Court of Appeal of Louisiana, Third Circuit
May 20, 1992
599 So. 2d 486 (La. Ct. App. 1992)

Opinion

No. 90-1258.

May 20, 1992.

APPEAL FROM 7TH JUDICIAL DISTRICT COURT, PARISH OF CONCORDIA, STATE OF LOUISIANA, HONORABLE GLENN B. GREMILLION, J.

Norman Magee, Ferriday, for plaintiff/appellee.

Brent S. Gore, Ferriday, for defendant/appellant.

Before GUIDRY and STOKER, JJ., and PATIN, J. Pro Tem.


This is an appeal of a modification by the trial court of a custody decree. Defendant, Mark Beard, the primary custodian of his son, Cody, under the prior joint custody decree, appeals the change in primary custody to his former wife. For the reasons which follow, we affirm.
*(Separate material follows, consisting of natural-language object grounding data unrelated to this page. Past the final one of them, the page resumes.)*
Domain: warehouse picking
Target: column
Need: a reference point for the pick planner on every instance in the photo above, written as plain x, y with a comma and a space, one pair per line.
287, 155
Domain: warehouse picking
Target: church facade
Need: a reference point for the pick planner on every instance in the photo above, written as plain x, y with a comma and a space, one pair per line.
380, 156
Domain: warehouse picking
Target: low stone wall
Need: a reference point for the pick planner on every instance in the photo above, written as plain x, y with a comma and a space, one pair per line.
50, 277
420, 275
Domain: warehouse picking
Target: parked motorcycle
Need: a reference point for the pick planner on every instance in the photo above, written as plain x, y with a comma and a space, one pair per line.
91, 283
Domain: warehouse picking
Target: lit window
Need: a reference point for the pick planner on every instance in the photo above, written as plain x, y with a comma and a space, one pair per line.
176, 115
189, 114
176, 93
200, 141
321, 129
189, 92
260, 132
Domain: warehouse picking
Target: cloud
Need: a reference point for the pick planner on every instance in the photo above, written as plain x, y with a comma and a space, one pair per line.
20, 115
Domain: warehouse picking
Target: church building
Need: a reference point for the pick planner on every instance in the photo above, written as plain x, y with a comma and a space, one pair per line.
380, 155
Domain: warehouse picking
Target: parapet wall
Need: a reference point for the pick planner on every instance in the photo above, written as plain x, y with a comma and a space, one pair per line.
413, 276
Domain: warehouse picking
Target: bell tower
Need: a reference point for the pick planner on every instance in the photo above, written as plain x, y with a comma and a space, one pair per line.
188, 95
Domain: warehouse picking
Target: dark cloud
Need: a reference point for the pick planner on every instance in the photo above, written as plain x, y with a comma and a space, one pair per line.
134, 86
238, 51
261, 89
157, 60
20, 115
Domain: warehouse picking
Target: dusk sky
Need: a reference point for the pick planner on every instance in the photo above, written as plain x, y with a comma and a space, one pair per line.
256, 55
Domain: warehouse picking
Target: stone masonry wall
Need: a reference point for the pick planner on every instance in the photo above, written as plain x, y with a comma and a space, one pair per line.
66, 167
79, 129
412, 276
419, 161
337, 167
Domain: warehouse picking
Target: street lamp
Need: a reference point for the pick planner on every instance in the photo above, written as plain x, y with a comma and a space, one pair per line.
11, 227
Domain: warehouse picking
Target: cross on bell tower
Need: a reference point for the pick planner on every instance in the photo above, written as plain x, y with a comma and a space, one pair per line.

Mark and his former wife, Ginger Pecanty Beard Ryall, were married in Concordia Parish in May, 1981. One child, Cody, was born of this marriage on March 5, 1985. The parties were legally separated by judgment rendered July 7, 1986. The separation judgment provided for joint custody of Cody with Ginger as the primary custodian. Mark, who works offshore, was to have custody during the 14 days of each month during which he was home. Cody's remaining 14 days each month were to be spent in the custody of Ginger. Mark was also ordered to pay $200 per month in child support.

The parties were divorced by judgment rendered January 20, 1987 and signed February 17, 1987. The divorce judgment changed the prior custody decree to name Mark as the primary custodian of Cody but still provided for the same physical custody arrangement, i.e., 14 days to Mark and 14 days to Ginger. During the approximately one and one-half years which followed, both Mark and Ginger each filed two motions for change of custody which eventually resulted in a consent judgment by which the joint custody plan remained mostly unchanged. The consent judgment, rendered October 14, 1988, amended the plan only insofar as visitation privileges were concerned.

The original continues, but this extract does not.